Drei coole Schülerinnen mit verschiedenfarbigen, strammen Mittelscheiteln stapfen in ihren DC-Schuhen durchs Lokal und lümmeln sich auf die grünlederne Eckbank am großen Fenster mit den getönten Scheiben. Frau Meier stellt die Einkauftüten am Stehtisch ab, winkt Samira zu und stöhnt ein kleines bisschen. Sie sollten sich lieber setzen, sagt Samira ihr normalerweise, bei ihren schlimmen Füssen. Aber heute mag sie nicht. Abwechslung muss sein. Na ja, den Kirschlikör wird sie ihr unaufgefordert bringen, wie immer.

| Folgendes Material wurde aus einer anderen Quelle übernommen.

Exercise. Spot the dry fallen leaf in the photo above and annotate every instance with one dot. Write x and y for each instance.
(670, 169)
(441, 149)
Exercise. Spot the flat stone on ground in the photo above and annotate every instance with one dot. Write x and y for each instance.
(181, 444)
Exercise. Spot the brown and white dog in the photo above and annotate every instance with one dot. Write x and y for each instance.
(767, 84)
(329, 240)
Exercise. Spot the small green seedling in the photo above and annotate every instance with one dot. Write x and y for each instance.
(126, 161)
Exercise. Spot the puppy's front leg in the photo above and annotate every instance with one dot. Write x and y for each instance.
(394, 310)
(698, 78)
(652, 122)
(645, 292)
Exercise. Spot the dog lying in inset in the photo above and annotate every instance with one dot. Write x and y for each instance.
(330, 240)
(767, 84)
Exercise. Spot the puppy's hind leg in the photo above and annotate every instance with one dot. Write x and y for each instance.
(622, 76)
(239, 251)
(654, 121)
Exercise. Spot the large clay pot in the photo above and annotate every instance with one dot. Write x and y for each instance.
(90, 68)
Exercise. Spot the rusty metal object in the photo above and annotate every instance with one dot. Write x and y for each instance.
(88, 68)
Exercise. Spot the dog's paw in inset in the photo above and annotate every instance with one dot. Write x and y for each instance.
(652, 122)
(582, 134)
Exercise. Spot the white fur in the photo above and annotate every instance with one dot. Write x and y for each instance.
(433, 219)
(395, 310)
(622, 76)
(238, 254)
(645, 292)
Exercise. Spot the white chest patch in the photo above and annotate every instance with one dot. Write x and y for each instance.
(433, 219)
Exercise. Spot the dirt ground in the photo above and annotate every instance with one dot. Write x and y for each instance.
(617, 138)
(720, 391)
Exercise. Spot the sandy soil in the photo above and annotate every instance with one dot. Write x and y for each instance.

Tolou fummelt am CD-Spieler rum. Sein blankes Afrikagesicht grinst vor sich hin, man könnte meinen, er wäre schwachsinnig. Kommt nur davon, dass ich heute Nacht gevögelt habe, sagte er vorhin zu Samira. Die ganze Nacht, verstehst du? Von abends bis morgens. Ununterbrochen. Und ich hätte noch weitermachen können, aber diese blonde Schlampe musste ja zur Arbeit, wenn sie überhaupt noch gehen konnte. Das hat sie davon. Wovon, hatte Samira gefragt. Wenn so ne Weißfotze zu mir sagt, gib’s mir, du Tier, dann muss sie damit rechnen, dass ich sie ficke wie ein Tier, verstehst du? Hätte ja gleich sagen können, ihr Schwarzen seid wie die Tiere. Ach, seid ihr nicht? Seitdem grinste Tolou vor sich hin. Mit dem Kopfhörer sieht er aus wie ein Medizinmann.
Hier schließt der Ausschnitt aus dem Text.